A diversidade cultural Pataxó
Já o Inventário de Referências Culturais do Povo Pataxó – Pataxí Pakhêtxê percorreu 43 aldeias distribuídas em territórios como Barra Velha, Monte Pascoal, Coroa Vermelha, Comexatibá, Águas Belas, Aldeia Velha, Imbiriba e Mata Medonha. A pesquisa mapeou bens imateriais como saberes de medicina tradicional, técnicas artesanais com sementes, fibras e cipós, música e dança, com destaque para o ritual do awê, narrativas orais, festas religiosas e rituais sagrados.
Entre os bens materiais, foram registrados instrumentos musicais, utensílios de pesca e caça, arquitetura tradicional e locais sagrados e históricos, como o Monte Pascoal e a Reserva da Jaqueira. O trabalho também identificou iniciativas de revitalização da língua Patxohã e práticas de transmissão cultural para as novas gerações, como oficinas de cantigas de roda conduzidas por anciãs.

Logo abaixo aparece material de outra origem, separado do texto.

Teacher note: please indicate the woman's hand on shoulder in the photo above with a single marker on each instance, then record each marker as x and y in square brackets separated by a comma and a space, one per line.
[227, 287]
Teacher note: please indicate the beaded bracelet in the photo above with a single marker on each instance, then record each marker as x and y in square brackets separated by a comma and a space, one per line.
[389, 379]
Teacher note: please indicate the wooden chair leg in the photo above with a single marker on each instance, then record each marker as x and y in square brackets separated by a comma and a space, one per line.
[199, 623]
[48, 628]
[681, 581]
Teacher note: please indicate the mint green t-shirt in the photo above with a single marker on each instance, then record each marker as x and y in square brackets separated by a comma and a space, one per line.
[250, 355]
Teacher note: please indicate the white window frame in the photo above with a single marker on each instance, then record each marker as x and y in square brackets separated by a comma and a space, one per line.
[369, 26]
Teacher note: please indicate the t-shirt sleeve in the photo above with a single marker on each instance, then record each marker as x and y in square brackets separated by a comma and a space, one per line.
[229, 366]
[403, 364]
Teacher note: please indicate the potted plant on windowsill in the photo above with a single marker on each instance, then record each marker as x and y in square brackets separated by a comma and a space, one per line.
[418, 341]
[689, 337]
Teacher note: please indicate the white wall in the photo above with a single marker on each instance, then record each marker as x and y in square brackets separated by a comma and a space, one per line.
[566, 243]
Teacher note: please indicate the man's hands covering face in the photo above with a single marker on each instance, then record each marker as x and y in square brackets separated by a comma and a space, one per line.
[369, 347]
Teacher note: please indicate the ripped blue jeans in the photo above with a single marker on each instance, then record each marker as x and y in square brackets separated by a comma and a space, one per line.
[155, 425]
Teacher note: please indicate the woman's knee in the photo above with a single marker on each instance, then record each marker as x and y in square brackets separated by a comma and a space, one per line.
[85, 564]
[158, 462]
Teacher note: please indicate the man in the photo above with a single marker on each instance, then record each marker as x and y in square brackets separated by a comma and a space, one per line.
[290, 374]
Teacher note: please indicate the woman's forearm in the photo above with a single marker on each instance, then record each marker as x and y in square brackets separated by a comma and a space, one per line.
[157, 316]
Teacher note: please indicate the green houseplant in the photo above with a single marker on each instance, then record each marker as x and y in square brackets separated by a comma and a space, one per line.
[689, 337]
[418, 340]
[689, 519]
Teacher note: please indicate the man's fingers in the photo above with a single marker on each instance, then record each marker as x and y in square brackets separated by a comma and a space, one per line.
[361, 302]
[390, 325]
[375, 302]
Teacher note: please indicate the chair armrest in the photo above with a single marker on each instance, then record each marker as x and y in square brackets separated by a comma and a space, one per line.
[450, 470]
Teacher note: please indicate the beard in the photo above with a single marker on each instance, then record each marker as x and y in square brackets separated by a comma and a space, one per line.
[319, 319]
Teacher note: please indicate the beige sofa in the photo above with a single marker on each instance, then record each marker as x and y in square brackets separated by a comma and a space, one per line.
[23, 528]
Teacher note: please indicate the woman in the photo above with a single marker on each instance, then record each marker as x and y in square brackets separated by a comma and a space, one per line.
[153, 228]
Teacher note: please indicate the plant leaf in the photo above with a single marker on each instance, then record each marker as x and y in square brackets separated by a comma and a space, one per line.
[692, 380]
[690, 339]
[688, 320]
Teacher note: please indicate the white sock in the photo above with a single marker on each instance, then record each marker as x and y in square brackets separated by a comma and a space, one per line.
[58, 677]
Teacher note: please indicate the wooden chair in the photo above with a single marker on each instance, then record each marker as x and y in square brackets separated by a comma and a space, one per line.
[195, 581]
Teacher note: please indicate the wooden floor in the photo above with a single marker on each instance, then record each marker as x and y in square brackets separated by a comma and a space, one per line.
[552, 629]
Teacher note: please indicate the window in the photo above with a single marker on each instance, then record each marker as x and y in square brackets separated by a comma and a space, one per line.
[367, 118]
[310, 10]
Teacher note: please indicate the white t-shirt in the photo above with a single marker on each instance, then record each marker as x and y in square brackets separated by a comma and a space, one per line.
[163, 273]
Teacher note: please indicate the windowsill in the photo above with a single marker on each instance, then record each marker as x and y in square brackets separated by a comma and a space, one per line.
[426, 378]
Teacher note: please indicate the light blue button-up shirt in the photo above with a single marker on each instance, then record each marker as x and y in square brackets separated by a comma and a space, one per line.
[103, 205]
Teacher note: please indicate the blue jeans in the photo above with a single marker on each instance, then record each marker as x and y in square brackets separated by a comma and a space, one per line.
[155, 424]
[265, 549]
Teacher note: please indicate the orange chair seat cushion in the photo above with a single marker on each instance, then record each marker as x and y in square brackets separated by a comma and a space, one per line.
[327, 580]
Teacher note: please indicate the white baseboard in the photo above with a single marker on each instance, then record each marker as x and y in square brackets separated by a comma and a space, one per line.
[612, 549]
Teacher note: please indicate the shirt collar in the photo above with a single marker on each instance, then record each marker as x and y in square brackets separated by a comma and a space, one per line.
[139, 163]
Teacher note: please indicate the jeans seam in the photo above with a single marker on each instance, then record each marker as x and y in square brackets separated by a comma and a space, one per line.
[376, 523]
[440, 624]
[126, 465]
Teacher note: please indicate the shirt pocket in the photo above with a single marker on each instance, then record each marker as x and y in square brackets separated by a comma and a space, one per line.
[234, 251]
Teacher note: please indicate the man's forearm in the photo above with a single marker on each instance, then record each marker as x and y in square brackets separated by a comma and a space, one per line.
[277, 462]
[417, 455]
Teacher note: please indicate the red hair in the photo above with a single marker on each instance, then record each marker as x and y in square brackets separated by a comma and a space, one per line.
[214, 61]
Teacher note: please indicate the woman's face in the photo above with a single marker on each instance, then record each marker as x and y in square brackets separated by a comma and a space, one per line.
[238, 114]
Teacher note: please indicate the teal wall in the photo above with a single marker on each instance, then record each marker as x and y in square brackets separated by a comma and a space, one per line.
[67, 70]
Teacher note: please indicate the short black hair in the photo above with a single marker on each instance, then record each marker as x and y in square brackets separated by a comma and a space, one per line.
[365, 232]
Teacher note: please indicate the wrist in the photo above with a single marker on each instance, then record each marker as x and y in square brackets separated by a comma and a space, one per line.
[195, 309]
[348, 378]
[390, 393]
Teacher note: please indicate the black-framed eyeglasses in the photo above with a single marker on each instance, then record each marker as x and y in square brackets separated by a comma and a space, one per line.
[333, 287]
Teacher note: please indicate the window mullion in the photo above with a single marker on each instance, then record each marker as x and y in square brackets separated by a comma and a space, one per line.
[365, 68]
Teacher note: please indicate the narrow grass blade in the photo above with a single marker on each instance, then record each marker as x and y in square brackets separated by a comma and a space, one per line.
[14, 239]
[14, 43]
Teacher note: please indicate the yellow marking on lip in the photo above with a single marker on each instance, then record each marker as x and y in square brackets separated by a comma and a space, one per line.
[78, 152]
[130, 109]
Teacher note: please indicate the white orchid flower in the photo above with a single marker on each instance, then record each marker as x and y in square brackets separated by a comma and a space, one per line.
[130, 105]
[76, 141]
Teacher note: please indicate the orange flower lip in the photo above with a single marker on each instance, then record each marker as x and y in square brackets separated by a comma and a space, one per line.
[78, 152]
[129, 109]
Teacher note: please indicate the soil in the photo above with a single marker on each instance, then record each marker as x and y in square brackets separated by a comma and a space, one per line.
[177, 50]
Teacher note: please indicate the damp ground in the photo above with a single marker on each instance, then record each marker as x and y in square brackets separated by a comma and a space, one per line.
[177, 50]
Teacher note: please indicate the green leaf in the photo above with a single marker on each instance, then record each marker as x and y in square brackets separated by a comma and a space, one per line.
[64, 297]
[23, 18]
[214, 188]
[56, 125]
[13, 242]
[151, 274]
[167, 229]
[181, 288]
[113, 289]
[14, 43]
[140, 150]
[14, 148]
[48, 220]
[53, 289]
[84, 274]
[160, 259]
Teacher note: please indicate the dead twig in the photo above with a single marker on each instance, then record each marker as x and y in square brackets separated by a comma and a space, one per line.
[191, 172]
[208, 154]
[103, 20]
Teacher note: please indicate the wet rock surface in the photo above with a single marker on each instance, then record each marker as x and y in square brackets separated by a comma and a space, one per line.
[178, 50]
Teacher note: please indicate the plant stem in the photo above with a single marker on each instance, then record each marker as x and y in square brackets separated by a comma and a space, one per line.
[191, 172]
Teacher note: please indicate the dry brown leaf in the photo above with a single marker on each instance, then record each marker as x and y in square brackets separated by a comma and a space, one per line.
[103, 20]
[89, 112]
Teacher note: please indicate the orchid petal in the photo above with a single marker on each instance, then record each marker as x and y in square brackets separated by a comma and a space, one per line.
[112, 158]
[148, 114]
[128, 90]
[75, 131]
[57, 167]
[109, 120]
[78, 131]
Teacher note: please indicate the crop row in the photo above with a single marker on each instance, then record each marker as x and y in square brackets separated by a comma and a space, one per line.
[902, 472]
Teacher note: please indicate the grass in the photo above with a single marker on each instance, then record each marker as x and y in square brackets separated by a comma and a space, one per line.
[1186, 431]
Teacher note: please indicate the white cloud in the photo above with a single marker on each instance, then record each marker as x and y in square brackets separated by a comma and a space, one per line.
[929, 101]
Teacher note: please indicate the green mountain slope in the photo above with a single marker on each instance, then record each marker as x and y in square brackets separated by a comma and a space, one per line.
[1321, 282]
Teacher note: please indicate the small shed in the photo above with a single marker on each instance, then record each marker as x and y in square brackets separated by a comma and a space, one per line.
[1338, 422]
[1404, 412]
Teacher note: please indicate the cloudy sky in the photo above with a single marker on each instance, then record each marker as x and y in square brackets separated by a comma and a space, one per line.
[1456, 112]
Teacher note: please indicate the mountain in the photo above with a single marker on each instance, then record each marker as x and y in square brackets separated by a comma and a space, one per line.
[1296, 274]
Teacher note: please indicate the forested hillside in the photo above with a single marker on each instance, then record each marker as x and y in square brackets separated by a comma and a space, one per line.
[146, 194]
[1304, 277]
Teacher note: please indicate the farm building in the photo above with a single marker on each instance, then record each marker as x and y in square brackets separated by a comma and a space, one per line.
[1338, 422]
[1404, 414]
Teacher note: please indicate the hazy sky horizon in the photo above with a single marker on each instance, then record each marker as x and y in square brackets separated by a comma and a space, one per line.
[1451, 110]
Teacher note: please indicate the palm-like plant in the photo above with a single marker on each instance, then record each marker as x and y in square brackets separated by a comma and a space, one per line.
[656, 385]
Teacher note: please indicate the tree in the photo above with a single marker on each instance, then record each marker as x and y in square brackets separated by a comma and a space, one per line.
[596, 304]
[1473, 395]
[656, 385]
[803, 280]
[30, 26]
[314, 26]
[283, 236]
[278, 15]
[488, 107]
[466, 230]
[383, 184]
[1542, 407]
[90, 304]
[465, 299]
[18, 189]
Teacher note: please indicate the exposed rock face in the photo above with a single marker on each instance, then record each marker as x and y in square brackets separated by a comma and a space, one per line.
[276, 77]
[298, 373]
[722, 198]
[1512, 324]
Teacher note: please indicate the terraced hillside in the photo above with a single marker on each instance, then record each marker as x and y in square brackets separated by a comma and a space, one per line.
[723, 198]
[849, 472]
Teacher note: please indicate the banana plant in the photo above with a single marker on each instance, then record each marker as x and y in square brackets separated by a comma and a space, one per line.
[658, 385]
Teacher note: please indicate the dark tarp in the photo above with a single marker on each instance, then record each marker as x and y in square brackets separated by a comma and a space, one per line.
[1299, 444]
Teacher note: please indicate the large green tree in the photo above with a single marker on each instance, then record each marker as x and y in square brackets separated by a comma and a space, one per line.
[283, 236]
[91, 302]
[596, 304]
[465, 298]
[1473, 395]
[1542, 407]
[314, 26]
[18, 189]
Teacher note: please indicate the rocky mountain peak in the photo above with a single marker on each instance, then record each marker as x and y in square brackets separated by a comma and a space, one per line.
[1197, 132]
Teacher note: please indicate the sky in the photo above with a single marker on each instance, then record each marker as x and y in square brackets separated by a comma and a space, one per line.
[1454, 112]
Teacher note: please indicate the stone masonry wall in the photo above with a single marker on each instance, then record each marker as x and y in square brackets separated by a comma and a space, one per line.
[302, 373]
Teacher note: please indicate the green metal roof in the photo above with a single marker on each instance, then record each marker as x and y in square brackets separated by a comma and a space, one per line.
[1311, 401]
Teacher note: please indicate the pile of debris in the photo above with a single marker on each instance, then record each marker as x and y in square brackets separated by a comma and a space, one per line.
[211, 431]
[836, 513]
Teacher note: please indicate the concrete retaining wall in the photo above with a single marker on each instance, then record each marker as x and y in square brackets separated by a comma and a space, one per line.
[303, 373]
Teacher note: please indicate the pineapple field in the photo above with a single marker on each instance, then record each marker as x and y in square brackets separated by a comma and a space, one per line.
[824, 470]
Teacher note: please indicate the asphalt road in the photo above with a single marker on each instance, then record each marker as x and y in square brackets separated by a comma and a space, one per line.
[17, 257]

Assim como no caso Guerém, a construção do inventário Pataxó foi coletiva, contando com a participação ativa de comunicadores indígenas, professores, agentes de saúde, caciques, artesãos e guardiões de saberes. Cada etapa foi realizada com consentimento das lideranças, respeitando tempos e formas de organização comunitária.
Patrimônio e políticas públicas
Os inventários vão além do registro: funcionam como ferramentas para fortalecer a identidade, valorizar as culturas indígenas e embasar reivindicações políticas e territoriais. “Ao documentar e tornar públicos esses bens, o Ipac contribui para que os saberes e modos de vida dos Guerém e Pataxó sejam reconhecidos como parte do patrimônio cultural da Bahia e do Brasil, fortalecendo a política de salvaguarda do patrimônio cultural indígena no estado”, disse o diretor geral do órgão, Marcelo Lemos Filho.
Para a gerente de Patrimônio Imaterial do Ipac, Adriana Cerqueira, o mapeamento ultrapassa a dimensão meramente documental. “Se torna um gesto de reconhecimento e fortalecimento das narrativas próprias, em um contexto histórico marcado por tentativas de silenciamento e epistemicídio”.
As produções resultantes serão disponibilizadas ao público, garantindo acesso a informações e registros que fortalecem a preservação e a difusão dos saberes dos Guerém e Pataxó, assegurando que suas tradições e histórias continuem vivas e reconhecidas pelas próximas gerações.